Bibliografia: Albergaria 2000; Carapinha 1995; Reifschneider 2010; Serrão 2002.
doi: 10.15847/cehc.edittip.2016v004

Vinha (Açores)

O vinho é um produto mediterrânico que cedo se procurou introduzir nos Açores, tendo vindo os primeiros bacelos, muito provavelmente, da Ilha da Madeira, ainda em finais do século XV. Mau grado as deficientes condições edafo-climáticas na generalidade dos solos açorianos, algumas ilhas, e designadamente certas zonas costeiras de solos pedregosos (biscouto e lajido) impróprios para a cultura cerealífera, demonstraram boa aptidão para a viticultura. A videira cresce bem na costa sul de Santa Maria; nos Biscoutos, na costa norte da Terceira; nas imediações de Santa Cruz da Graciosa e em algumas fajãs de São Jorge. No conjunto das ilhas açorianas destaca-se, porém, a ilha do Pico, onde a cultura da vinha constituiu, ao lado da pastorícia, a principal atividade económica e logrou alcançar um volume de negócio e uma rede internacional de mercados de consumo, com destaque para as colónias americanas e os portos do norte da Europa, que culminaria nos séculos XVIII e XIX, até que, em meados de oitocentos, o oídio, logo seguido da filoxera, vieram atacar as plantações e instalar uma crise profunda na economia picoense, com amplas consequências sociais e demográficas. A principal particularidade da cultura da vinha nos Açores, modeladora do caráter da paisagem, consiste na infra-estruturação dos terrenos, traçados numa quadrícula de malha apertada formada por pequenos muros de pedra chamados curraletas ou currais. Na ilha do Pico, uma vasta parcela desta paisagem da cultura da vinha, com uma área de cerca de trinta quilómetros quadrados, abrangendo os concelhos de Madalena e São Roque, foi mesmo reconhecida pela UNESCO em 2004 como Património da Humanidade. [A: Isabel Soares de Albergaria, 2016]

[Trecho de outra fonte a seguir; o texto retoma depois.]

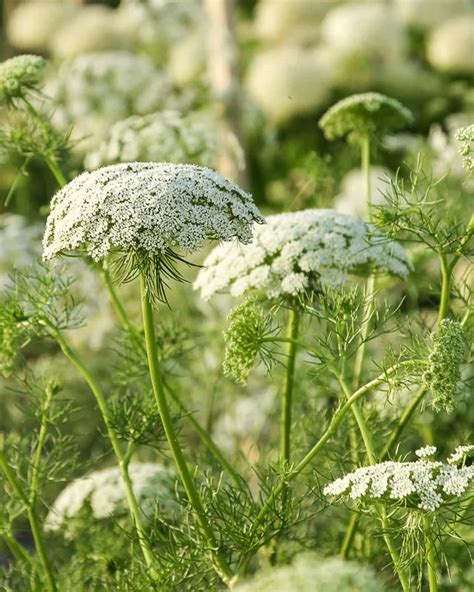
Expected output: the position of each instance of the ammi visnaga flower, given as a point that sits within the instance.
(144, 213)
(298, 252)
(18, 76)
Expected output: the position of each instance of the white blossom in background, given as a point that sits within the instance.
(33, 25)
(426, 14)
(286, 81)
(308, 573)
(166, 136)
(450, 47)
(159, 24)
(95, 90)
(104, 492)
(368, 28)
(300, 251)
(424, 484)
(351, 199)
(446, 147)
(147, 207)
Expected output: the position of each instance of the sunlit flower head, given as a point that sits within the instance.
(18, 76)
(311, 574)
(104, 493)
(424, 484)
(362, 114)
(299, 252)
(166, 136)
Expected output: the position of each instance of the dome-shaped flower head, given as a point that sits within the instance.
(18, 76)
(424, 483)
(299, 252)
(359, 115)
(310, 574)
(145, 212)
(104, 493)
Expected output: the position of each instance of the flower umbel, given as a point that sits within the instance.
(443, 374)
(248, 325)
(144, 212)
(18, 76)
(363, 114)
(300, 251)
(422, 484)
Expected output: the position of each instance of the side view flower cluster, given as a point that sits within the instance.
(248, 325)
(443, 374)
(105, 493)
(424, 484)
(167, 136)
(301, 251)
(146, 207)
(361, 114)
(310, 574)
(19, 75)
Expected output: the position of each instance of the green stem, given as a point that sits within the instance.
(122, 460)
(431, 557)
(206, 439)
(291, 476)
(218, 561)
(287, 393)
(32, 519)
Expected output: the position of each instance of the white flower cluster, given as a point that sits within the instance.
(300, 251)
(424, 484)
(104, 492)
(148, 208)
(97, 89)
(351, 199)
(451, 46)
(311, 574)
(167, 136)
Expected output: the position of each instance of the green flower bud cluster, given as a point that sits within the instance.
(443, 374)
(465, 135)
(19, 75)
(248, 326)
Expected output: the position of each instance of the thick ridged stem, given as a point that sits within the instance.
(220, 566)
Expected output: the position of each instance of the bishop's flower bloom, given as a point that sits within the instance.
(363, 114)
(310, 574)
(424, 484)
(103, 491)
(18, 76)
(146, 212)
(300, 251)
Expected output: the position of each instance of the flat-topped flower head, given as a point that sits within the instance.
(300, 252)
(310, 574)
(362, 114)
(166, 136)
(104, 493)
(18, 76)
(424, 484)
(146, 212)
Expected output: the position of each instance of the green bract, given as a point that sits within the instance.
(19, 75)
(362, 114)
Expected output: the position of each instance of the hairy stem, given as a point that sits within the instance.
(221, 567)
(32, 519)
(122, 460)
(287, 393)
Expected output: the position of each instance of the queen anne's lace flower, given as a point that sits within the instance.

Bibliografia: Gaspar 2005; Meneses 2011; Veloso 1988.
doi: 10.15847/cehc.edittip.2016v003

Hinterland

A palavra é de origem alemã e significa em português algo como território interior ou retaguarda de uma cidade. Tornou-se, especialmente desde os anos 1980, um conceito muito utilizado em estudos sobre o território, nomeadamente por geógrafos, economistas e historiadores, que lhe têm atribuído significados ligeiramente diferenciados. Numa definição simplificada, o conceito refere-se à área de influência económica directa de uma grande cidade, independentemente da distância. Abrange o território, não necessariamente contíguo nem contínuo, que serve e é servido pelo mercado (próprio ou de exportação) da cidade de referência, podendo mesmo incluir outras cidades, vilas e aldeias. Não corresponde a um território com expressão política ou administrativa (v.g. concelho, capitania, província). O hinterland é, assim, uma categoria espacial construída pelo investigador em função do seu objecto de estudo, e os seus limites geográficos variam em conformidade. Várias das grandes cidades do império português tinham os seus hinterlands, como era o caso, por exemplo, de Salvador da Baía e do Rio de Janeiro. No Oriente, é possível falar do hinterland de Goa, de Baçaim ou de Colombo, mas a aplicação do conceito é mais discutível no caso de cidades como Ormuz, Malaca ou Macau, dado tratar-se essencialmente de enclaves e entrepostos comerciais, sem profundidade territorial. [A: Marco Oliveira Borges, 2016]

Bibliografia: Antunes 2010; Barendse 2002; Russell-Wood 1998; Van Cleef 1941.